Carnet [15] prise de vue 125. Esquisse de rédaction de l'introduction du Tableau de la géographie de la France.
|
A l’ouverture de son Tableau il écrit : « J’ai cherché à faire revivre une physionomie qui m’est apparue variée, aimable, accueillante. » Ce souhait figure carnet 15 : « Peu de mots pourraient rendre ce que j’ai éprouvé d’émotions, de joies à parcourir en tous sens ce pays de France en notant du S. au N., de l’E. à l’O. les variétés, les nuances infinies dont il se compose. Un tout cependant, un ensemble harmonique se dégageait de ces impressions. »
Par ses carnets, on accède au rapport que Vidal établit et entretient avec les lieux, sur les lieux. Julien Gracq a écrit que ses maîtres en géographie exerçaient in situ « un tact de clinicien ». Voir, examiner, sentir, écouter… « Les grands pays muets longuement s’étendront » — Vigny est contredit par Vidal ; le géographe, du petit au grand pays, observe, constate, ressent et se rappelle.
Pour Vidal le sens des lieux est chargé d’histoire. Sa culture historienne équilibre ses connaissances naturalistes. Ainsi les buttes sont aussi des témoins du passé : à Vézelay, au Puy, à Langres, le lieu est autant un repère historique culturel qu’un fait géologique. A l’est d’Orléans, dans la boucle de la Loire, à St Benoit, il écrit « Voyage au Pays des Capétiens. » De la vallée de la Loire à Gisors, dans la vallée de la Seine, il repère les hauts-lieux du domaine capétien.
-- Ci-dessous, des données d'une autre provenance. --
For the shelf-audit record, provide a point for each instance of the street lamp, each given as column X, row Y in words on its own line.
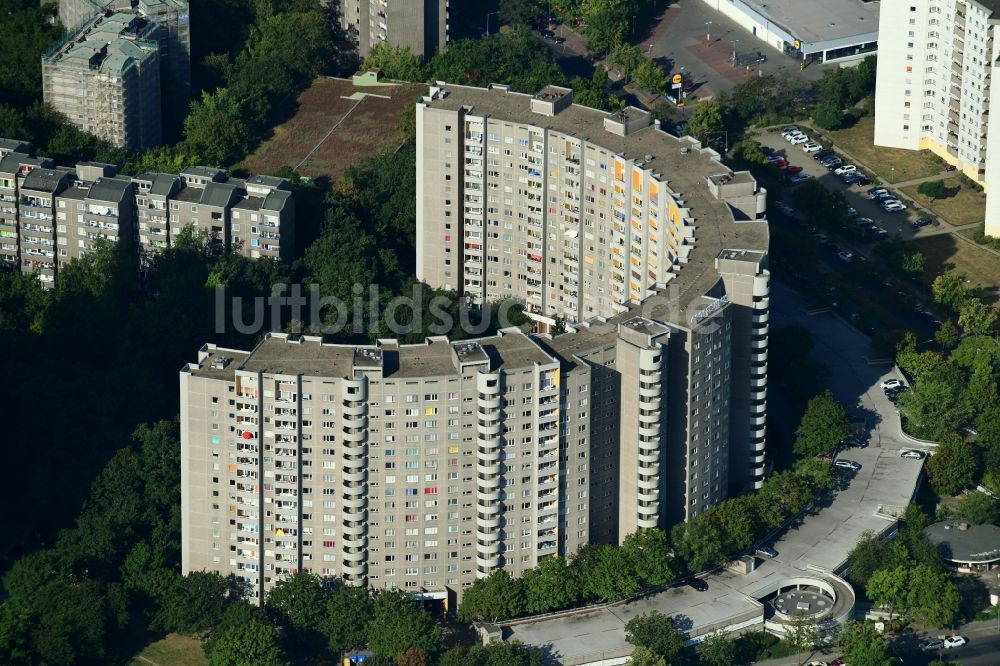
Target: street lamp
column 488, row 21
Carnet [7] prise de vue 41. Gisors.
|
Carnet [14] prise de vue 87.
|
Vézelay, vue d'ensemble prise du fond de la Vallée sèche. Georges Chevalier, Archives de la Planète, Musée départemental Albert Kahn.
|
Si le savant-géographe cherche à cerner la singularité des lieux, des multiples pays de la France, et la personnalité du pays tout entier, les carnets nous permettent d’identifier la personnalité du géographe lui-même. Ses élèves, ses collègues et des auditeurs ont témoigné de sa gravité, de sa réserve, voire d’une certaine froideur, et dans les carnets affleure ou éclate le plaisir ou la jubilation que le voyageur ressent sur les lieux.
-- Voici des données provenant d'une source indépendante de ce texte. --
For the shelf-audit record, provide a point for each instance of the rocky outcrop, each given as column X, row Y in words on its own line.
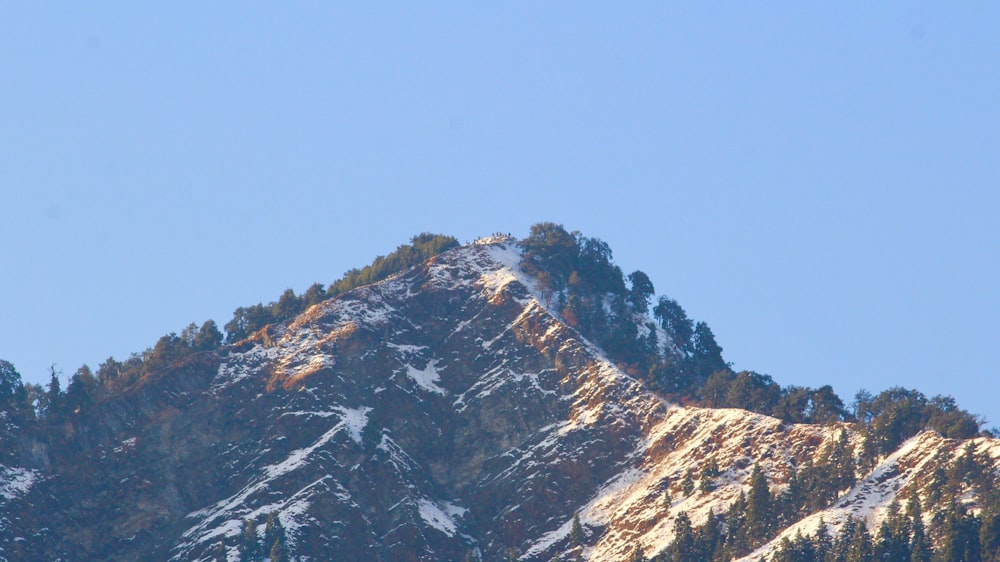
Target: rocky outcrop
column 442, row 411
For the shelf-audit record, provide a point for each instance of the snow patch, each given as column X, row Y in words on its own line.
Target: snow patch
column 441, row 516
column 427, row 377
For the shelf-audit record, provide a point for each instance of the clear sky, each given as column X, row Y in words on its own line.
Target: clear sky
column 816, row 181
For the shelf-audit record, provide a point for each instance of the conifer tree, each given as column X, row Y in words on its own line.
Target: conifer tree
column 920, row 547
column 861, row 545
column 683, row 547
column 250, row 545
column 637, row 554
column 576, row 531
column 760, row 509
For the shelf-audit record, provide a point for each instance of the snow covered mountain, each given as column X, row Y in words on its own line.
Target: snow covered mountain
column 444, row 413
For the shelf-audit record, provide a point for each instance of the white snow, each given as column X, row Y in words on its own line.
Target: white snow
column 426, row 378
column 441, row 516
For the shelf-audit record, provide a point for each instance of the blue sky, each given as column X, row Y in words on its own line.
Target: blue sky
column 818, row 182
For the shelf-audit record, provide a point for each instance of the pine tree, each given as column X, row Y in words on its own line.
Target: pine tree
column 219, row 553
column 760, row 508
column 687, row 484
column 250, row 546
column 823, row 542
column 637, row 554
column 920, row 547
column 860, row 549
column 683, row 547
column 576, row 531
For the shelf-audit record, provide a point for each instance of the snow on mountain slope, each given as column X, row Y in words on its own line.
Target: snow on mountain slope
column 444, row 410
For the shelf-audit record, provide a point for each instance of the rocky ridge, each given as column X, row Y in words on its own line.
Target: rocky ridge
column 444, row 411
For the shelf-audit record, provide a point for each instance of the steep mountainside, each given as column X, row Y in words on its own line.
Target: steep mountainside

Carnet [14] prise de vue 17. "- joli ciel des Charentes, gros flocons très légers, très lumineux".
|
Carnet [13] prise de vue 45. "-gde variété des effets d'optique en hiver - vapeurs et réfractions lumineuses".
|
Carnet [10] prise de vue 22. "Le grandiose de Londres [...] ponts gigantesques, gares énormes, mouvement colossal".
|
Carnet [11] prise de vue 57. "Saône - On dirait une personne sage et discrète".
|
Carnet [14] prise de vue 5. "Rien de plus charmant que les courtils ou petits jardins".
|
Carnet [14] prise de vue 21. "radieuse après-midi, qui t. à c. vers 4h 1/2 se couvre".